Lucent revamp adds to job cull

Telecoms equipment maker restructures into two divisions

Lucent Technologies' latest restructuring is likely to lead to more job cuts, adding to the 8500 voluntary redundancies the firm announced earlier this month.

A representative confirmed that the telecoms equipment manufacturer would be restructuring into two divisions. The split will see a dedicated Wireless unit selling to wireless operators as well as a Wireline unit providing equipment for more traditional long-distance carriers and backbone infrastructure providers.

In 1997 Lucent was made up of 11 divisions, which were cut to four in 1999. The company has now reduced it further in an effort to streamline internally and counter the widening economic slowdown.
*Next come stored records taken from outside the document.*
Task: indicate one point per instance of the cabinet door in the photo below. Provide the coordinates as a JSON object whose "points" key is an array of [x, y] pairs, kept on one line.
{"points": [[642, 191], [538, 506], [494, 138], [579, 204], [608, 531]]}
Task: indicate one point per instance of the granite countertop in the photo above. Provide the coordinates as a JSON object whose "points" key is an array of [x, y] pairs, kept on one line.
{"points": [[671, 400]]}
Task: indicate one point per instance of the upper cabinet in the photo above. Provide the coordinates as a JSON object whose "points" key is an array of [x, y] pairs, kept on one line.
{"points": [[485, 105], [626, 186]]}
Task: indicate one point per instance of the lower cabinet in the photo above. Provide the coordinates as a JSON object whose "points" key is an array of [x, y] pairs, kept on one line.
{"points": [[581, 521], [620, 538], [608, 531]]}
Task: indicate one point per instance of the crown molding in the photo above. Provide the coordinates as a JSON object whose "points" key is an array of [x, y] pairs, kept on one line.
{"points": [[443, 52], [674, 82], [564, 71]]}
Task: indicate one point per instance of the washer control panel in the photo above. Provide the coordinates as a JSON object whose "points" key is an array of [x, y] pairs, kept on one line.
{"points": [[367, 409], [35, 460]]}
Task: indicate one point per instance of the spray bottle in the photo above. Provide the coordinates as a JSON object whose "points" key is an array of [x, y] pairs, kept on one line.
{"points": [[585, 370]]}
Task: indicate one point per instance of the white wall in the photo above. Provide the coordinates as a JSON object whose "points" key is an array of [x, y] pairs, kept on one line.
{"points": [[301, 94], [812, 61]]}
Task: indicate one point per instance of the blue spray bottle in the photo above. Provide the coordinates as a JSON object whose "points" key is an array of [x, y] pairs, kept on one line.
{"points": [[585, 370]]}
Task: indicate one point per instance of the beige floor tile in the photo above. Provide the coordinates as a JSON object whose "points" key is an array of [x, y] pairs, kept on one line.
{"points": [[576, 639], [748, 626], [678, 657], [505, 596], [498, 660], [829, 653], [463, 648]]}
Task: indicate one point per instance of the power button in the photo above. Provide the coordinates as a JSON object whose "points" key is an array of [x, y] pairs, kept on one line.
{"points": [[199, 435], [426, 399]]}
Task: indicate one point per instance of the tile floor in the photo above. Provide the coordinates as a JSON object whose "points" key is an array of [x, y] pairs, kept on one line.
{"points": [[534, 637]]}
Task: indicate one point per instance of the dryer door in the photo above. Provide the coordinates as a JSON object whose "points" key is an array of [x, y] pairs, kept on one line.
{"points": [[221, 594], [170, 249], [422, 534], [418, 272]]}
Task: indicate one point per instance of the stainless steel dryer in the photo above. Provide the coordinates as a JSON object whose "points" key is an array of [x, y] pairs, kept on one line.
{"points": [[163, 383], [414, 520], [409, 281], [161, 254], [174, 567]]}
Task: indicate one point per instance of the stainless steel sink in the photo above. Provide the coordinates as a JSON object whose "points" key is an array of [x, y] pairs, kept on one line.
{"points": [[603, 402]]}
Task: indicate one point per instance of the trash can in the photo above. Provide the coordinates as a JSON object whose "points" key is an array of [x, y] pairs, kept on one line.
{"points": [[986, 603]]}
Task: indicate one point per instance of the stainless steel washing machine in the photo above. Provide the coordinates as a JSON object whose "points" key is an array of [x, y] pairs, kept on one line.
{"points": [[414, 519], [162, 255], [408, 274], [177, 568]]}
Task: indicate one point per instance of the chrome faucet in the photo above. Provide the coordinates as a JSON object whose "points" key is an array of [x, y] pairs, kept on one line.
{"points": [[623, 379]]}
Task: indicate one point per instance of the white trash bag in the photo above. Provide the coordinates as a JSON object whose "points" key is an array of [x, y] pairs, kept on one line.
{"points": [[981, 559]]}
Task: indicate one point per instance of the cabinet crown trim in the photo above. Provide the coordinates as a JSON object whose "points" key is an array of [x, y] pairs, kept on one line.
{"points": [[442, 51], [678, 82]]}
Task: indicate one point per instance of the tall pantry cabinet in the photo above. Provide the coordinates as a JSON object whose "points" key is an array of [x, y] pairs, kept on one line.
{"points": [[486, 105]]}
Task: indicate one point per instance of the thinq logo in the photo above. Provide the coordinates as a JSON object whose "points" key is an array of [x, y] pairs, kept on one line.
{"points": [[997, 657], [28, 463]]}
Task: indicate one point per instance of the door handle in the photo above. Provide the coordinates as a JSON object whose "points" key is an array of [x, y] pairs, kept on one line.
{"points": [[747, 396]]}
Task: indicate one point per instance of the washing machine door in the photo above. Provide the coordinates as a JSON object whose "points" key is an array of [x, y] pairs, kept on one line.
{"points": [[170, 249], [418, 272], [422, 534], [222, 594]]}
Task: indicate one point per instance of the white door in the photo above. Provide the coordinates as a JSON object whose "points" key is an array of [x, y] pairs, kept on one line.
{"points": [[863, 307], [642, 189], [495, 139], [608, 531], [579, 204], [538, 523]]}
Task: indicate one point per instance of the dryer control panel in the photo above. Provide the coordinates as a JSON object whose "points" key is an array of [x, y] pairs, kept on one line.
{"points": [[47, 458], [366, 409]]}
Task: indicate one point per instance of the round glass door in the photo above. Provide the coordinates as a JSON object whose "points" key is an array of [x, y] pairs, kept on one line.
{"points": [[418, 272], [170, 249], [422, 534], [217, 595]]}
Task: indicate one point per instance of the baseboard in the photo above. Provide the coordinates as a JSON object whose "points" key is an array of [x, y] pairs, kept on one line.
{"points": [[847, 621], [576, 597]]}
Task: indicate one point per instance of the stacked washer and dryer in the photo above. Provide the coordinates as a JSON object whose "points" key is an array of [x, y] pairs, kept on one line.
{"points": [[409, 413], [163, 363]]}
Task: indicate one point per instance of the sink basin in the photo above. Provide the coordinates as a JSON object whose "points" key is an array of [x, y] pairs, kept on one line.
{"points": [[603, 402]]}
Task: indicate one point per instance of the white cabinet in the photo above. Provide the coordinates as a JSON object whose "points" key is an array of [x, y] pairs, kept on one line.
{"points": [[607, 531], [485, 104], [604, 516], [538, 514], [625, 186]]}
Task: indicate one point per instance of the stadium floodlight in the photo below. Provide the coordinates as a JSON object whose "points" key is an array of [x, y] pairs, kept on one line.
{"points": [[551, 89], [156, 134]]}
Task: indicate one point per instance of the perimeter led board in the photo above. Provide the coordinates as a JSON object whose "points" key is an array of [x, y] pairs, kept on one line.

Peter Judge, directing analyst at Europe Infonetics Research, said: "After spinning off its enterprise business Lucent has become a pure telecoms equipment provider. This latest move is an accurate reflection of the telecoms sector.

"The changes they are making will cost a lot of money with things like severance pay to take into account. However, if they have the capital to put the process in action, now is a good time to do it."

Reducing the number of divisions will relieve overlap in Lucent's channel, Judge added.

In May Lucent combined its Switching Solutions Group and InterNetworking units and said earlier this month that it would outsource all but its largest service contracts to its resellers.